The government then started school bands with the original purpose of developing group discipline, esprit de corps and a sense of national identity among the students who joined the band as their ECA. Schools bands would also contribute to school spirit and enhance the school programme on ceremonial occasions. In addition, the government took the general musical poverty of most citizens in the 1960s into account, and wanted to establish school bands so as to give schooling children a start in musical interest.

Challenges faced in the early beginnings of the Band Project included the shortage of band instructors and teachers for the school bands.
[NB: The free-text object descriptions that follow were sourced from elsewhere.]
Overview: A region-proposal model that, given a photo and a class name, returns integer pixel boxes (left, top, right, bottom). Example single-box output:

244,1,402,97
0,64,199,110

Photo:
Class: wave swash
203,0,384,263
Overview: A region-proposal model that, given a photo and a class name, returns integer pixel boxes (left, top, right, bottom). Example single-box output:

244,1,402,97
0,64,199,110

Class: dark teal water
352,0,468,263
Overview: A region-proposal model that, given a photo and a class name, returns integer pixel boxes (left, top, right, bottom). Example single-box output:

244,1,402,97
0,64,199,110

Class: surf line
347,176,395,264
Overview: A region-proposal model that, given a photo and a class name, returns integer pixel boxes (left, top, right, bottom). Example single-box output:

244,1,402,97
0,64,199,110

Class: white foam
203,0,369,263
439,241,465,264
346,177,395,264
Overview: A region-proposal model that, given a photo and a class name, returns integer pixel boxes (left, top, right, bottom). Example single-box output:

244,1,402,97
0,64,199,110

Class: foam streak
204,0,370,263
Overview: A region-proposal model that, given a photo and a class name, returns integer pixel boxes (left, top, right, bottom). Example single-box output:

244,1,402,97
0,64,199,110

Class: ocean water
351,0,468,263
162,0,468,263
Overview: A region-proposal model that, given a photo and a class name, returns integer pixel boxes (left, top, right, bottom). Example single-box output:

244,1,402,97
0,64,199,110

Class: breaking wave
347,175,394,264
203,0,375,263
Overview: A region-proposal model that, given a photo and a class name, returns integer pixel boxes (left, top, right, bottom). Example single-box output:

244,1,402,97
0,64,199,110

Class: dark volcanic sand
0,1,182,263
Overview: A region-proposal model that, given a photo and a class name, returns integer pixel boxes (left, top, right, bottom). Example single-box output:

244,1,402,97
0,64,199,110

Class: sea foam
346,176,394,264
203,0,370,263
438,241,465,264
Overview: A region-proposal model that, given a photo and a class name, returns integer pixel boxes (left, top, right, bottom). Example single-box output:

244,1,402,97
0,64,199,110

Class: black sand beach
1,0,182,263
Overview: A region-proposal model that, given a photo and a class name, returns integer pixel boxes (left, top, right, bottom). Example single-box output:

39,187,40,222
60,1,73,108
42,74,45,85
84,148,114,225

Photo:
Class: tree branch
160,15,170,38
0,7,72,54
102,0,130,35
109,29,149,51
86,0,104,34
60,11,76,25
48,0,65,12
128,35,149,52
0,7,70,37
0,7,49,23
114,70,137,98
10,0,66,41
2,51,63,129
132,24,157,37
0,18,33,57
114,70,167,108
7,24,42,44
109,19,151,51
Such challenges were overcome with in-service training and scholarships to encourage those who were interested to go into music teaching.
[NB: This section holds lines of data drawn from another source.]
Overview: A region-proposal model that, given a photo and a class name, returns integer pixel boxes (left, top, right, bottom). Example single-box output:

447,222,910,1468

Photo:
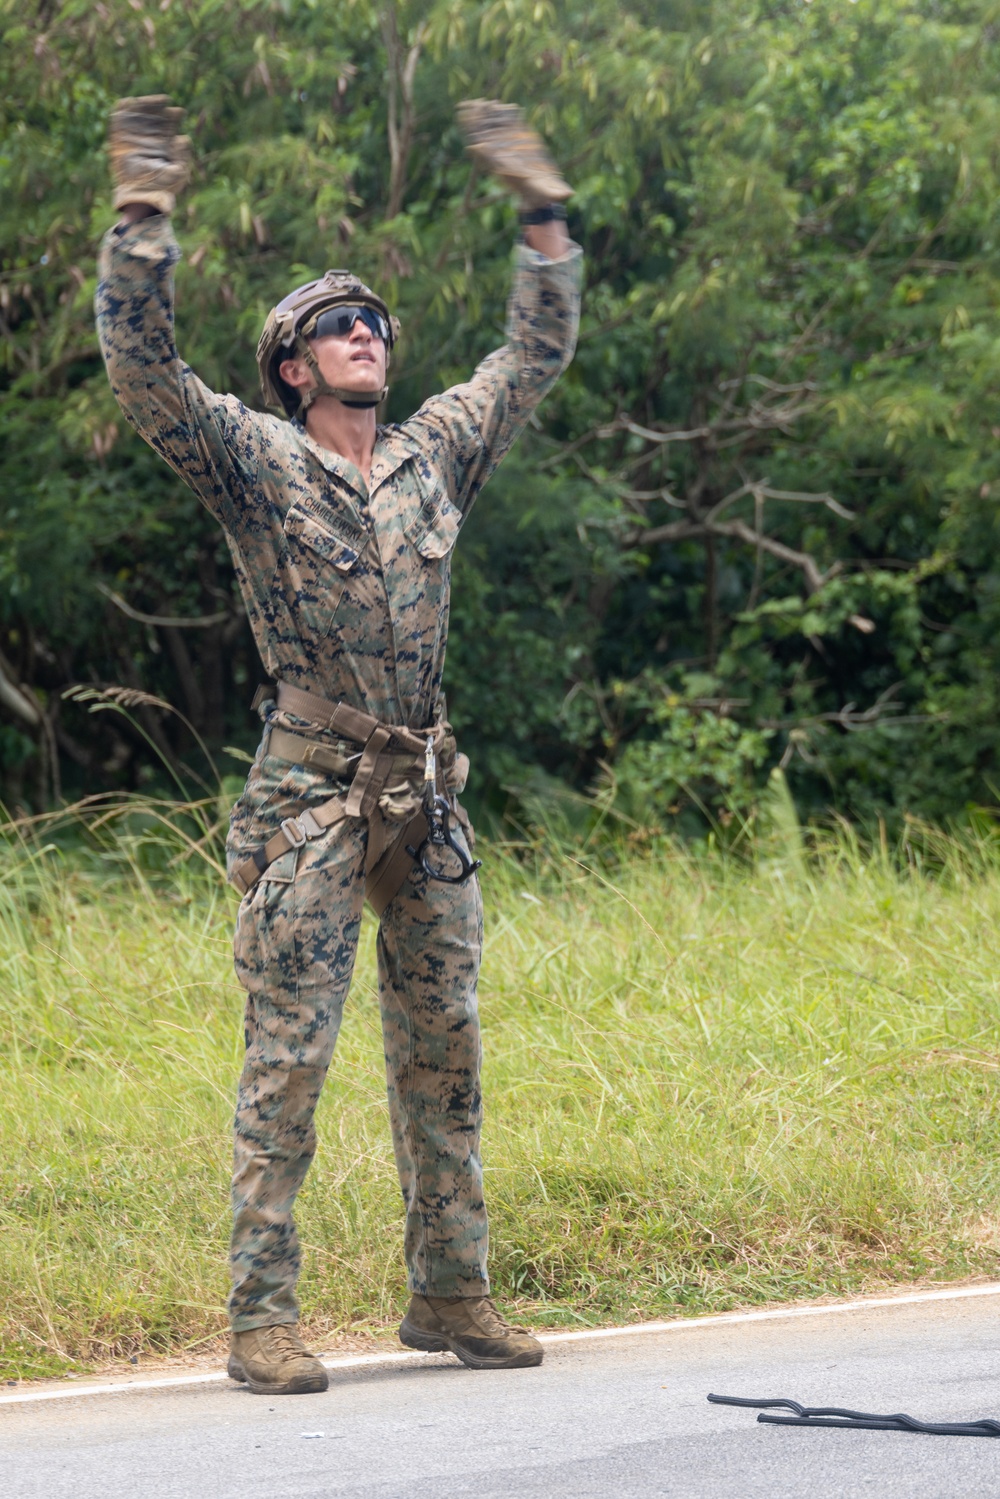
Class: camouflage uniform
96,215,582,1329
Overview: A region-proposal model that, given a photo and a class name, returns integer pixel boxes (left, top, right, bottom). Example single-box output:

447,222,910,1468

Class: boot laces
260,1324,307,1361
475,1296,516,1335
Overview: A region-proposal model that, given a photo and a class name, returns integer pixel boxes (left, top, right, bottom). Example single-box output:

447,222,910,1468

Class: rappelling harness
229,682,480,915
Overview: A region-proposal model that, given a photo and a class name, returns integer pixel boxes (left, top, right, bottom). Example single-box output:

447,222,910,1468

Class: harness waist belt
266,726,419,781
274,681,436,760
266,726,357,778
230,684,467,915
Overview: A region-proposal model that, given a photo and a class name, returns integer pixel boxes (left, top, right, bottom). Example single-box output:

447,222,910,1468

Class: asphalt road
3,1289,1000,1497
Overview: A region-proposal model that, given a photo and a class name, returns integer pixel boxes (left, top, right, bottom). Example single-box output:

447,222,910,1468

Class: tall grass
2,800,1000,1378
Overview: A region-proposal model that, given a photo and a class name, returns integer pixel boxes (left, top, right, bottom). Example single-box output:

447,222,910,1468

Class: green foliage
3,0,1000,833
588,670,773,834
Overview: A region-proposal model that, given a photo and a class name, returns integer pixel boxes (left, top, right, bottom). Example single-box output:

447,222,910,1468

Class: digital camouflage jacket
96,218,583,736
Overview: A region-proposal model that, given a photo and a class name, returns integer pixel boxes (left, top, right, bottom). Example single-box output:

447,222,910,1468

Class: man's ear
278,356,312,391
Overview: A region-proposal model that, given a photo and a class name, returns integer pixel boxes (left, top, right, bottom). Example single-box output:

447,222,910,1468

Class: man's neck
304,398,378,486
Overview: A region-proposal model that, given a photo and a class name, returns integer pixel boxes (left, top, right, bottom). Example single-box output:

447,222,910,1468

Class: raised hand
108,95,191,217
457,99,571,209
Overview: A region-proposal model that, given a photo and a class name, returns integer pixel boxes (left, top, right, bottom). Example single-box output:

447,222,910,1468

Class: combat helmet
256,269,401,419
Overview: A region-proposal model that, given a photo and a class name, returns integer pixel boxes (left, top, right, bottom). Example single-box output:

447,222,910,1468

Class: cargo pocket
233,845,300,1000
227,764,302,872
281,504,367,636
257,846,299,886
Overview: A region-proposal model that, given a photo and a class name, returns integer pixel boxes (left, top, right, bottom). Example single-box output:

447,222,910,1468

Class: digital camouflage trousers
227,749,487,1330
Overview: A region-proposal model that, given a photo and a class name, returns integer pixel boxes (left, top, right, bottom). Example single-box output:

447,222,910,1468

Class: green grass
3,807,1000,1379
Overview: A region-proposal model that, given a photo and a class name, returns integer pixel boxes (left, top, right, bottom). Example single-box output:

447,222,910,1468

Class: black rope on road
707,1394,1000,1438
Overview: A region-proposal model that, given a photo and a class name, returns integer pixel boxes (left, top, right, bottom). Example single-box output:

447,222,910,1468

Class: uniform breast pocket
281,504,367,637
404,490,462,561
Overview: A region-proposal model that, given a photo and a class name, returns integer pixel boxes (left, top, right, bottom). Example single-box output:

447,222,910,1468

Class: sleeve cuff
516,241,584,269
101,214,181,268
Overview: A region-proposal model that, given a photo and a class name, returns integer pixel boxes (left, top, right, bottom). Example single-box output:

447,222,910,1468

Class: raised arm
96,97,265,537
401,100,583,516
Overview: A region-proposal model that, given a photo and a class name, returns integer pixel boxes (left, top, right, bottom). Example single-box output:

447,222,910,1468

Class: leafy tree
2,0,999,833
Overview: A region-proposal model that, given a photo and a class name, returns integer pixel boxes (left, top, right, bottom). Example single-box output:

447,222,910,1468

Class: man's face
279,311,387,405
311,312,388,397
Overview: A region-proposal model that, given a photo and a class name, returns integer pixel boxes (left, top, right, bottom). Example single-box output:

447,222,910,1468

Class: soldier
97,96,581,1395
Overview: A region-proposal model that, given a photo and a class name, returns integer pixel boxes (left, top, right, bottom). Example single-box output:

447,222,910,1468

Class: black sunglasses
305,305,390,343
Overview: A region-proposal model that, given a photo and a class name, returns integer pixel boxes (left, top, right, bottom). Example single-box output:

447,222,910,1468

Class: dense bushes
2,0,1000,834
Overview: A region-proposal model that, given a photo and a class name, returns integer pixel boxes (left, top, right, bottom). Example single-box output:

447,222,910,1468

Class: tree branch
704,480,855,524
0,648,41,727
380,5,426,221
634,516,834,594
97,583,229,629
598,417,712,445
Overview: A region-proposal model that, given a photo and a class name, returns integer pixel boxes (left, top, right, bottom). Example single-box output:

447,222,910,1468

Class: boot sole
227,1356,329,1395
398,1316,543,1370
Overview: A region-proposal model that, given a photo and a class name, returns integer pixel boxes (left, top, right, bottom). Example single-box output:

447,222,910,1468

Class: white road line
3,1281,1000,1408
0,1349,441,1407
537,1281,1000,1343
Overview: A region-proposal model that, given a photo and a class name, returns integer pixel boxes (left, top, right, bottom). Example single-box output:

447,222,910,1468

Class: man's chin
337,376,384,398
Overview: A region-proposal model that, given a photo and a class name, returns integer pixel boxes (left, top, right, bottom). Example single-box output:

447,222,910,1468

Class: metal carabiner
405,734,482,886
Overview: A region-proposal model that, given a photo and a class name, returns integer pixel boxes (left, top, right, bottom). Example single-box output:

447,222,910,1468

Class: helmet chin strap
293,335,387,417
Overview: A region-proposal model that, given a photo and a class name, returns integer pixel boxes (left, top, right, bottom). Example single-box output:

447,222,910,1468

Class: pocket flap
259,847,298,885
285,506,362,572
406,496,461,560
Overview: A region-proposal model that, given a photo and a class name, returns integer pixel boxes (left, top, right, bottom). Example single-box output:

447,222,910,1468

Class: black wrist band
519,204,568,226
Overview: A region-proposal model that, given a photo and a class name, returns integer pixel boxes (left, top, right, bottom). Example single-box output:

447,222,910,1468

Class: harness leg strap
230,803,343,897
344,726,393,820
365,811,429,917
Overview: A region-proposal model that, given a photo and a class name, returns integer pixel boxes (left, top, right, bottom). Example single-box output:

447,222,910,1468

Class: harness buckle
280,816,308,849
297,809,323,839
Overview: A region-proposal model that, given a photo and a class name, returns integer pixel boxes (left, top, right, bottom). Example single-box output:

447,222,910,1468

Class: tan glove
457,99,571,209
108,95,191,216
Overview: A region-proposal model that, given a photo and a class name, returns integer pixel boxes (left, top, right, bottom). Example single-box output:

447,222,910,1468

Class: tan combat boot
227,1325,329,1395
399,1294,543,1369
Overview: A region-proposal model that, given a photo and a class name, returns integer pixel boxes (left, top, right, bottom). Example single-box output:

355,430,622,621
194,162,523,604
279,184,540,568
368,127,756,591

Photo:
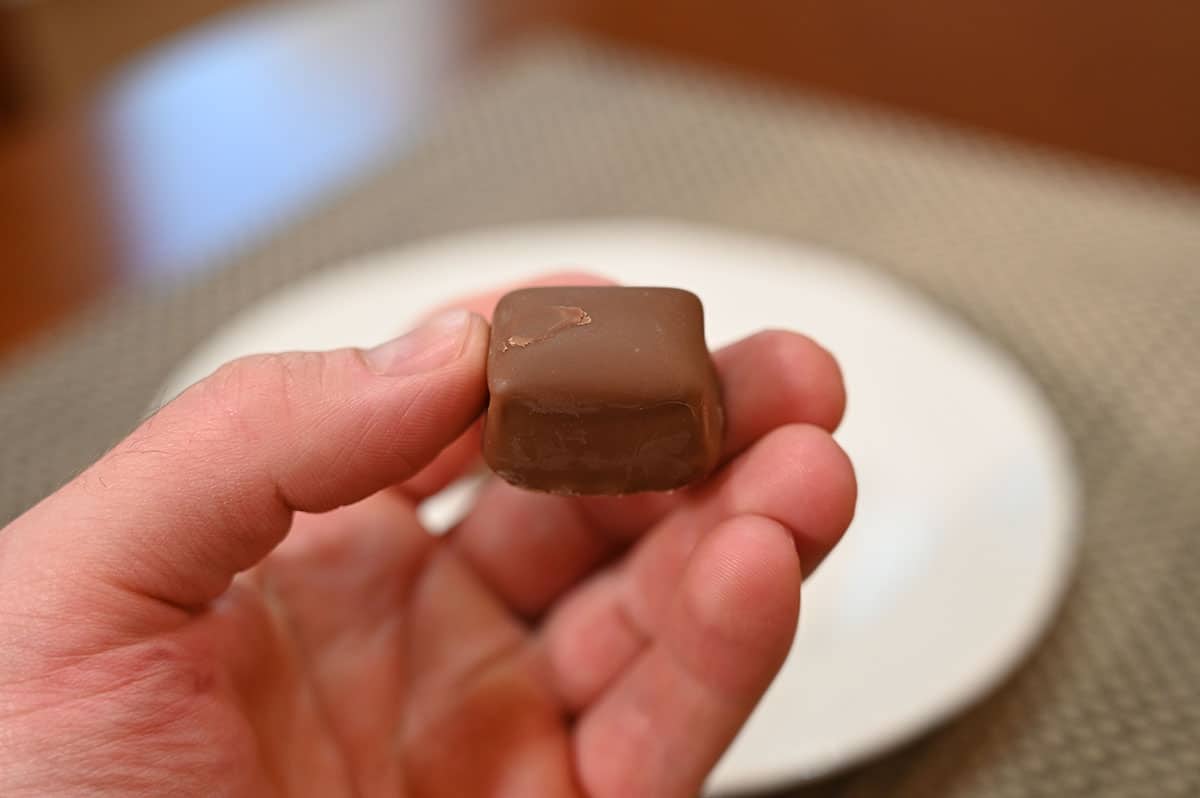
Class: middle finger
450,329,847,617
Despite the challenges, in 1990, 25 years after the Band Project in Singapore was launched, the ECA centre estimated that about 20,000 students would have once been members of school bands, and would have benefited from the school band movement.

== Singapore Youth Festival ==
The Singapore Youth Festival (SYF) was first launched in 1966. The opening ceremony was held at the Jalan Besar Stadium in 1967. Initial activities in the early festivals only included music and dance, but it gradually extended to field sports, art forms, and later, mass displays.

The SYF Central Judging was later introduced in 1968. It continues to be an annual event during which most schools' performing arts groups compete at their respective levels. In 1968, three years shortly after the Band Project was launched, school bands started to compete at the SYF Central Judging. The CCA Branch of the Ministry of Education organises the Central Judging of Concert Bands (Primary Schools, Secondary Schools and Junior Colleges), Central Judging of Display Bands (Secondary Schools) and the Assessment of Marching Bands (Secondary Schools) in alternate years. The involvement of school bands in the annual SYF is evident, as 117 secondary school bands and 14 junior college bands with 7,709 participants were involved in the SYF Central Judging of Concert Bands in 2001.